When an animal appears on screen -- an owl, a snake, a hedgehog, a chicken -- it is, as often as not, dead and bloody. At one point, a raccoon is discussed, but never seen, yet its invisible presence fills the screen with a kind of baleful foreboding.
That's because all the action of "I'm Not Scared" is seen through the only dimly comprehending eyes of a 10-year-old boy. Thanks to director Gabriele Salvatores' almost painfully sensitive camerawork, we don't just see what Michele (Giuseppe Cristiano) sees, we feel what he feels. And when he is at a loss to explain the behavior of the adults in his life, which is suddenly quite often, we share his confusion. This kind of deliberate disorientation keeps the audience constantly off balance, and it's brilliantly effective.
Kind and sensitive, Michele lives with his parents (Aitana Sanchez-Gijon and Dino Abbrescia) and younger sister (Giulia Matturo) in rural southern Italy.
One day, while out playing near the ruins of an old farmhouse, he finds a pit covered with a piece of corrugated metal and camouflaged with straw.

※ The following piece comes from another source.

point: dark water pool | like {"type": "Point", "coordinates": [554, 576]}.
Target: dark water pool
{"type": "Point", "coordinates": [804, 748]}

Inside, disheveled, pale and shivering, is a child.
Overcomes fear
Slowly, Michele overcomes his own fear, bringing first water, then food, then companionship to the boy (Mattia Di Pierro), who it turns out is named Filippo and is about Michele's age. Even more slowly, Michele begins to learn why Filippo is down there and who put him there. Suffice it to say the facts aren't pretty.
As disturbing as the revelations are, though, they don't shatter Michele's world. Not immediately, at any rate. Not when our young hero sees the people who are close to him behaving one way toward him and another, far crueler way toward someone else. It doesn't make sense to him, and it can't possibly make sense to us either. That tension -- between love and hate, between good and evil, between what we want to be true and what we know to be true -- is masterfully played out by Salvatores, who makes the film's casual betrayals seem abominable and prosaic at the same time.
Unlike conventional thrillers, there isn't much asking "who done it" here. Once we and Michele figure that out (and it's relatively early on), the only real question is how to act.
Stomach-churning story
Unless you're a 10-year-old boy, it's obvious. But Michele can't reconcile the world he thought he lived in with the one he has unearthed, and it paralyzes him, in a way. It will come as no shock to moviegoers (or to readers of the daily paper) that the world is depraved. But Salvatores' sad, scary and beautiful film goes well beyond telling us merely that. It's the kind of stomach-churning bedtime story that encourages us to be afraid, without ever being able to reassure us, like a parent, that it'll all be OK in the end.